A lo lejos, a través de la ventana, ves una pareja que conoces, en su motocicleta, detenida en el tráfico de la estrecha carretera. El vehículo es algo delgado, negro, con pequeños detalles rojizos serpenteando por el muffler. Las ruedas parecen caricaturas, como si fueran demasiado grandes. Ambos tienen sus cascos, negros, impenetrables. No los reconoces por la motora, no, ni sabías que tenían una. Los reconoces porque ella viste el abrigo de cuero, adornado con cremalleras en los brazos, y él lleva su hoodie negro. Ambos visten mahones. El tráfico está detenido.
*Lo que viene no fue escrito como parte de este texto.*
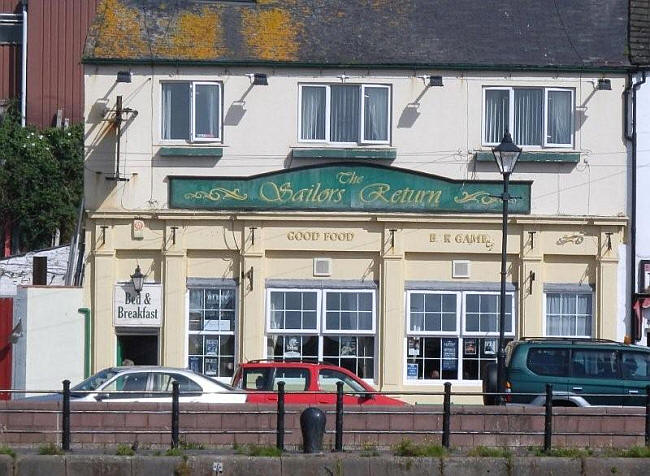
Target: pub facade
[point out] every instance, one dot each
(292, 205)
Sólo cede algunos centímetros por minuto. Cuando les toca moverse, en vez de acelerar, el conductor de la motora da unos pasos, impulsando la moto hacia adelante. Ella simplemente se balancea.
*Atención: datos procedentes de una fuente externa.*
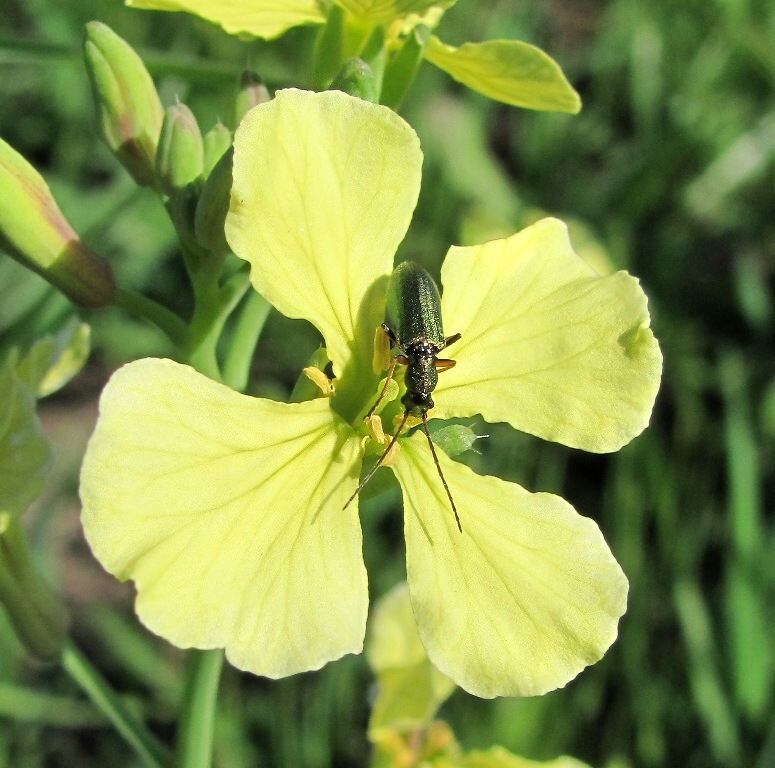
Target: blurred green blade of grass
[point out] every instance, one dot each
(137, 654)
(749, 636)
(23, 704)
(705, 680)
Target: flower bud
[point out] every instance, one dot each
(215, 142)
(212, 207)
(34, 232)
(251, 93)
(129, 112)
(356, 78)
(180, 156)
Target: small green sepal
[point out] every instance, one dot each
(34, 232)
(213, 205)
(455, 439)
(356, 78)
(251, 93)
(129, 112)
(215, 144)
(402, 67)
(180, 157)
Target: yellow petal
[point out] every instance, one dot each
(263, 18)
(519, 603)
(509, 71)
(324, 189)
(547, 345)
(226, 510)
(410, 688)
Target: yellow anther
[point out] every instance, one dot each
(316, 376)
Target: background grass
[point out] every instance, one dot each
(668, 171)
Parpadeas. Cuando vuelves a mirarlos, ella se ha quitado el casco, revelado el recorte nuevo que le viste la semana pasada—adiós larga cabellera morocha. Recuerdas cómo te sorprendiste cuando descubriste todos los piercings que tenía en su oreja izquierda, pensaste en las libretas que prohibieron en la escuela en tu quinto grado, aquellas con las argollas plateadas que podías desenrollar para hacer ganchos. Raro que no lo habías notado antes, si siempre tenía el pelo recogido en un moño medio alto, medio samurái. Ahora parece otra persona. Completamente distinta. Más brava, más dura. Su novio sigue igual, eso sí. Un poco más barbudo cada vez, un poco más viejo.
El tráfico avanza. Los dos pares de piernas se acomodan en el costado de la moto y aceleran. Ves cómo ella inclina su cabeza cubierta por el caso hacia la espalda del conductor y la recuesta, como si odiase ver el camino inminente, y prefiriese el paisaje colateral. Cuando se deshacen, te quedas con esa imagen en la cabeza, se te queda la suavidad, la normalidad de ese gesto, de ese acomodar la cabeza en silencio, parsimoniosamente.
Un auto ocupa su lugar, un momento después, negro, de cristales blindados.